I have counted 3 times now... in just the Cosmetic Mods/Show Forum!!

Just once... otherwise SEARCH man.... its not that hard


----------



## samo (Apr 30, 2002)

You have just made me spend a fair amount of time merging your _three identical threads_ into one. Don't crosspost, don't multiple-post. It's not that hard.


----------



## dry (Oct 21, 2002)

http://cgi.ebay.com/ebaymotors/ws/eBayISAPI.dll?ViewItem&item=2403713951&category=6766

Try that on for size SUCKA...

And next time I wont be so nice and I'll rub my nut sack on your face BIATCH


----------



## Guest (Feb 18, 2003)

hmmm those are the pics i didnt wanna see, i want different pics, as for the people who complained about my posts, its kinda pathetic that u find u have to reply to it, i asked for pics not ur useless opinions on how someone should post a topic. as for the nutsack remark, are u retarded, that was just dumb.


----------



## samo (Apr 30, 2002)

It's 1:00 in the morning and I've had a shitty day. I don't want this to go any further.


----------



## whiteb14 (Jul 7, 2002)

*^*

LOL


----------



## mospeed1 (Oct 5, 2002)

when did this board turn into club si
someone should talk to dryboy


----------



## 1CLNB14 (Apr 30, 2002)

not locked


----------



## LIUSPEED (May 29, 2002)

beemdubya said:


> *hmmm those are the pics i didnt wanna see, i want different pics, as for the people who complained about my posts, its kinda pathetic that u find u have to reply to it, i asked for pics not ur useless opinions on how someone should post a topic. as for the nutsack remark, are u retarded, that was just dumb. *


what pix are you lookin for? if those pix arent the ones u want 2 see then what pix do u want 2 see. be more detailed.

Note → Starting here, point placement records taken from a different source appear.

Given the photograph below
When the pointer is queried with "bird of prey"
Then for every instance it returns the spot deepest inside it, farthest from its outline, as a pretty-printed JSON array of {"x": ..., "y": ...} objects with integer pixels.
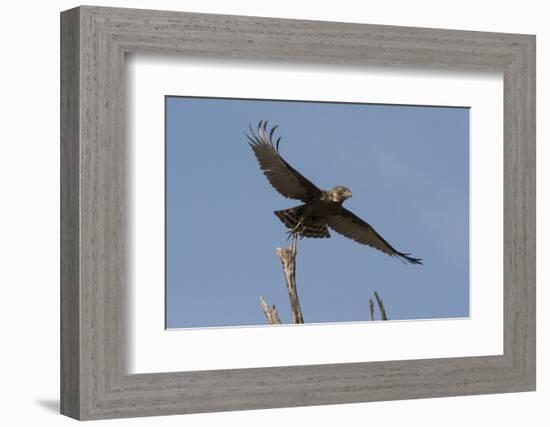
[{"x": 321, "y": 209}]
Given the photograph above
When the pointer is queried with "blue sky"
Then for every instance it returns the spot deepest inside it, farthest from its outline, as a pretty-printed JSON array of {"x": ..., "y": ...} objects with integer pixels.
[{"x": 407, "y": 167}]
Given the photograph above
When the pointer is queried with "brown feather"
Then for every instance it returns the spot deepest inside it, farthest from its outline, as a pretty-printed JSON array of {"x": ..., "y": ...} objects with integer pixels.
[{"x": 351, "y": 226}]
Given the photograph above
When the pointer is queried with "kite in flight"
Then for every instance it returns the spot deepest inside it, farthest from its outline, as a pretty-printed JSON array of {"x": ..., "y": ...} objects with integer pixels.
[{"x": 321, "y": 209}]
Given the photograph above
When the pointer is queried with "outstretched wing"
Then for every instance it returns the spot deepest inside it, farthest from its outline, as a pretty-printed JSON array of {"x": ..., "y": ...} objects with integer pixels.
[
  {"x": 353, "y": 227},
  {"x": 283, "y": 177}
]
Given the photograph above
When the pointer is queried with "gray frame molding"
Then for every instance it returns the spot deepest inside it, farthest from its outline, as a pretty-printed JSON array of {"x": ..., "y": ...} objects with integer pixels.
[{"x": 94, "y": 41}]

and oh the time u waste postin 3 mutiple and identical threads in diff area can get ur search done already.


----------



## samo (Apr 30, 2002)

1CLNB14 said:


> *not locked  *


Dammit.

Alright.

If this becomes productive in the next 24 hours, I'll let it live. Otherwise...


----------



## dry (Oct 21, 2002)

mospeed1 said:


> *when did this board turn into club si
> someone should talk to dryboy *


your right, teabagging should be a crime... I appologize

you asked for pics of that kit installed on our cars. I was just trying to help out by giving a picture of it installed on any car. Hate to say it but it'll be the same kit wether its on mine or that guys so why do you need more than one pic of it.


----------



## Guest (Feb 18, 2003)

i need more pics cause the angles those pics were taken kinda suck and do the car/kit no justice. i dont care if its the smae car or not i just wanted to see better angles, those 4 pics are the only i could find in searches on here and on hte internet in general thats all...


----------